About two years ago we went to Lizhensk. We went up to the grave site of Reb Elimelch zy”a, and after davening we went in to eat in the hachnasas orchim building. There we met a precious Yid from Yerushalayim, and he told us the incredible story of an excellent bachur who had succeeded in yeshivah ketanah and yeshivah gedolah, and now he had come of age. He traveled to Lizhensk and said the entire sefer Tehillim as a zechus to find his zivug quickly.
A year passed, and he was still a single bachur. Again he traveled to Lizhensk, again he poured out his heart and finished the whole sefer Tehillim. Another year passed, and his yeshuah was delayed. From year to year his tefillos became more desperate, more pained, the tears poured out and came up from the depths of his bitter struggle, and yet...proposals came and went, and nothing moved; there was no hope on the horizon.
The tenth time the bachur came to Lizhensk, he was already thirty years old. At that time there was no one else at the tziyun. The bachur started speaking, and with his bitter heart, he screamed a long scream that had been bottled up inside him for ten years. “Rebbe!” he cried, “for ten years I’ve been coming here. My friends came only once and were immediately saved, while I come here year after year with the strongest emunah that I’ll be zocheh to siyata d’Shmaya in the merit of the Rebbe. This is it. I can’t do this anymore. Ad masai? I’m letting you know that the next time I come here, I’ll be wearing a shtreimel!”
That’s what the bachur screamed from the depths of his bitter heart, and he concluded his tefillah, his face awash in tears.
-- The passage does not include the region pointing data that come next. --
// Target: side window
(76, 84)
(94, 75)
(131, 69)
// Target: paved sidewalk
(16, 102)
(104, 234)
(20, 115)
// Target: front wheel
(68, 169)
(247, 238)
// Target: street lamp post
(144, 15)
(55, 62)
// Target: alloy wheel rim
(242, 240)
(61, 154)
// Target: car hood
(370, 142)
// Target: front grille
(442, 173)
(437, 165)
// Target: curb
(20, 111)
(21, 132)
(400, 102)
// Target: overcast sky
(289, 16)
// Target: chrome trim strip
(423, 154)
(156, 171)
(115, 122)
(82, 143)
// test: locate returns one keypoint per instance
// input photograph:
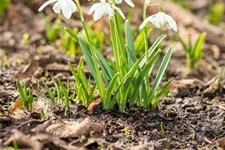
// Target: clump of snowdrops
(124, 80)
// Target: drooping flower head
(160, 19)
(103, 8)
(129, 2)
(67, 7)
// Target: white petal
(108, 10)
(147, 2)
(66, 10)
(119, 11)
(72, 5)
(99, 13)
(118, 1)
(57, 7)
(46, 4)
(144, 23)
(93, 8)
(129, 2)
(171, 22)
(159, 20)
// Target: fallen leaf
(75, 130)
(17, 104)
(30, 70)
(221, 143)
(23, 140)
(93, 105)
(180, 86)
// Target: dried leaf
(93, 105)
(221, 143)
(17, 104)
(29, 71)
(75, 130)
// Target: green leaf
(50, 93)
(75, 36)
(104, 64)
(197, 50)
(22, 92)
(142, 76)
(89, 60)
(160, 74)
(129, 38)
(186, 49)
(152, 49)
(109, 91)
(162, 92)
(139, 42)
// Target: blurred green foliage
(215, 13)
(3, 5)
(183, 3)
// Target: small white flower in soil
(160, 19)
(67, 7)
(103, 9)
(129, 2)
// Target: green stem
(190, 63)
(147, 86)
(101, 85)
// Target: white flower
(129, 2)
(147, 2)
(67, 7)
(104, 8)
(159, 20)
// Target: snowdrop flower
(147, 2)
(129, 2)
(159, 20)
(67, 7)
(104, 8)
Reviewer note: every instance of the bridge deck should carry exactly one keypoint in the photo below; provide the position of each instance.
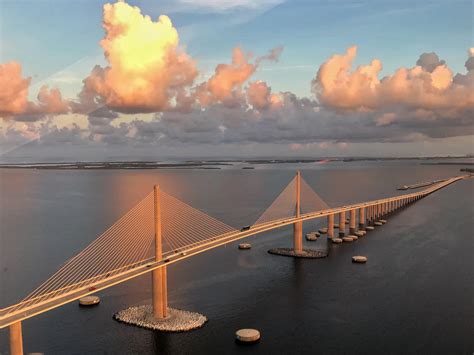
(15, 313)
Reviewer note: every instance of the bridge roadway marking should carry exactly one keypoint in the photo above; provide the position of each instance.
(71, 296)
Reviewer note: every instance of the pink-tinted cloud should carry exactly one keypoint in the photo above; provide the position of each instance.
(14, 96)
(147, 70)
(225, 85)
(429, 85)
(13, 89)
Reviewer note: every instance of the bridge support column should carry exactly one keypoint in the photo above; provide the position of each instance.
(362, 218)
(16, 339)
(298, 226)
(352, 222)
(342, 224)
(331, 226)
(159, 276)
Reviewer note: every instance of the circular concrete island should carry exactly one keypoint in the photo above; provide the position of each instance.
(89, 301)
(247, 335)
(176, 321)
(359, 259)
(305, 253)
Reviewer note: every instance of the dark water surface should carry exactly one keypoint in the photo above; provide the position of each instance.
(414, 296)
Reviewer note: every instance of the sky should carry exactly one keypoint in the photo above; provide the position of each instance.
(88, 80)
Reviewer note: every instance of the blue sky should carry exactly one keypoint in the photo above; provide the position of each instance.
(47, 36)
(414, 111)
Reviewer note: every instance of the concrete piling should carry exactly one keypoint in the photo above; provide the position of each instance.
(331, 226)
(352, 221)
(159, 276)
(298, 226)
(362, 218)
(342, 224)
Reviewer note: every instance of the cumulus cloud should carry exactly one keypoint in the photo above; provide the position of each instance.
(13, 89)
(225, 85)
(428, 85)
(14, 96)
(147, 70)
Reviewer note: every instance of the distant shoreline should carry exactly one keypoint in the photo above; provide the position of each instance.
(215, 164)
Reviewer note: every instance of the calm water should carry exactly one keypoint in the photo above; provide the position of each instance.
(413, 296)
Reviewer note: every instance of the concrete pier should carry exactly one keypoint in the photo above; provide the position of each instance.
(331, 226)
(342, 224)
(298, 226)
(352, 222)
(159, 276)
(16, 339)
(362, 218)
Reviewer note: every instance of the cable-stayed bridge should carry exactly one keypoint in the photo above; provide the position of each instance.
(162, 229)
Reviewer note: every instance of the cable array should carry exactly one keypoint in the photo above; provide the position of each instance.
(128, 244)
(121, 247)
(184, 227)
(282, 207)
(310, 200)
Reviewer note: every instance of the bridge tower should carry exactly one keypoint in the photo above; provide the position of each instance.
(16, 339)
(298, 226)
(159, 277)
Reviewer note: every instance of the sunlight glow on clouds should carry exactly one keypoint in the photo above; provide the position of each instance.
(147, 94)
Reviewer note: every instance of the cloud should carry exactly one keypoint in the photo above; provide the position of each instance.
(258, 94)
(13, 89)
(428, 85)
(147, 70)
(14, 97)
(225, 85)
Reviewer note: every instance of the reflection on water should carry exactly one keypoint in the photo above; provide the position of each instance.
(418, 279)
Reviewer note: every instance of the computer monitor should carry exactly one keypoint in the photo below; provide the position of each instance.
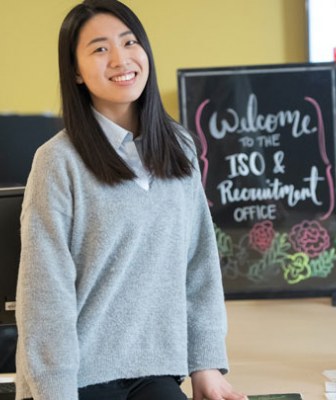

At the time there was a chassidishe Yid who lived in a small moshav and thought to himself that his children were getting older, and if he wanted proper shidduchim for them, he should move to Yerushalayim in order to enable people to get to know him and make shidduchim with him. He started looking into rental apartments, and for some reason was unsuccessful in finding one. Time after time, different matters held him back from signing. Once the price was too high for him; another time, moments before he signed a contract, someone else came and signed; another time, for some unknown reason, the owner did not want to sign a contract with him.
He told his problem to a friend who lived in Yerushalayim, and this friend told him, “I just saw an advertisement for an apartment for rent in Sanhedria Murchevet. Try speaking to the owner of the apartment.” He gave him the phone number, and indeed, it was a wonderful apartment in a great area.
“This dirah has been waiting for you for a long time,” the owner told him. “For several months it’s been empty and I haven’t been able to rent it out. This is really strange, because it’s an excellent apartment in a sought-after location. It seems totally miShamayim that it was held back from everyone else so that you would get it.”
The Yid from the moshav settled in Yerushalayim and went on to the next stage – seeking a shidduch for his daughter. Several shidduchim were suggested for her, but none worked out. At a certain point, this older bachur, whom we know from Lizhensk, was suggested. The proposal went over nicely, and the meeting between the bachur and the girl took place in the home of a neighbor – a family named Weisblum.
While the meeting was going on, the girl’s father got a call: “I’m only telling you this for your own good,” the caller told him. “I think you’re making a mistake marrying off a young girl to a thirty-year-old bachur. I really don’t understand you. Call it off now, before it’s too late.”
The father was very confused. He’d actually thought the bachur was very suitable, but the call gave him cold feet, and he almost cancelled everything.